Materialism is just incredibly boring.
I could write about Rudolf Steiner here, but really, I’ve only begun to scratch the surface of his work. The depth of his work is astounding as he wrote and lectured so prolifically, I could probably devote the rest of my life to deciphering his words alone, not to mention those who were inspired by him.
In the most basic of terms, Steiner believed that growing food and plants wasn’t just a matter of making sure the plants had the basic building blocks of soil nutrients available, but that there was an alchemical process happening on both a material and energetic (or etheric) level. He wondered if it wasn’t the nutrients themselves that the plants thrived on, but the kind of energy that the nutrients contained that resulted in growth.
He experimented with varieties of what he called “Preparations” in order to raise the energetic energy of the soil and soil organisms that the plants would feed on.
In a way I can’t exactly describe, I am able to detect a life force, an etheric energy (among other types of energies) in most moments and I’m very interested in finding ways to incorporate this into the way I design and implement food systems.
Steiner actually used (and taught others how to perform) the scientific process for these experiments. He set a hypothesis, had a control site and documented his findings. Dozens or (or maybe even hundreds) of books have been written on this topic. Secrets of the Soil by Bird and Tompkins is one I’m working my way through right now. Radical and Regenerative Farming and Gardening by Frank Holzman is another more recent work.

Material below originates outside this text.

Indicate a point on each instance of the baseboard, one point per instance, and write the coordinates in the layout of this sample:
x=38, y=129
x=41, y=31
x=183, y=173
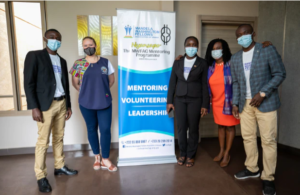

“Nutrient Dense” is a phrase being thrown around frequently in the Slow Food, Hyper-Local, Farm to Table circles lately but I have yet to see any proof or description of what that actually means.
There is an organization that is actively developing spectrometry technology that will allow an individual to determine the nutrient density of food. I’m following this research closely and planning to sign on as a supporter in order to access that technology and pursue this line of research.
So it may be possible to gauge the actual nutrient density and content of food. It may be possible to prove that biodynamically grown food is healthier, but even if that can’t be proven, where is the harm in infusing an energetic element into the act of cultivation and recording and sharing those results?
The term “snake oil” came about when lay people were claiming fraudulently and with no proof, that they had a concoction that would cure an ailment. It seems now this term gets applied to any approach that stands outside mainstream understanding or acceptance.
One critical factor here is that Biodynamic growing methods are proven to provide healthy food while rebuilding and creating a more resilient soil structure by not only replacing, but increasing the amount of nutrients available to the next generation of plants.
I also keep encountering further evidence that the bulk of what causes illness and debility in humans is malnutrition.
I have a desire to engage with both the scientific and spiritual elements of cultivation and design and to be fully transparent with my customers and community about this process so that they can design their own systems, perform their own experiments and record their experiences.
So now I’m planning to have test plots and control plots as part of studying Steiner’s Preparations and other methods of Biodynamic food production. And I’m willing to spend a significant part of my savings in order to do so. What right do I have to assume that this earth, this amazing creation I can touch and engage with at every moment, is just a collection of minerals and chemicals with no life force behind it?
As we move into the fall, I’m going to steer Strong Roots Resources in a direction that brings multiple energies and actions together in order to explore these mysteries and then present my findings in a way that is valuable and beneficial to those who accompany me on the journey.
I invite those with an open mind to come along for the ride.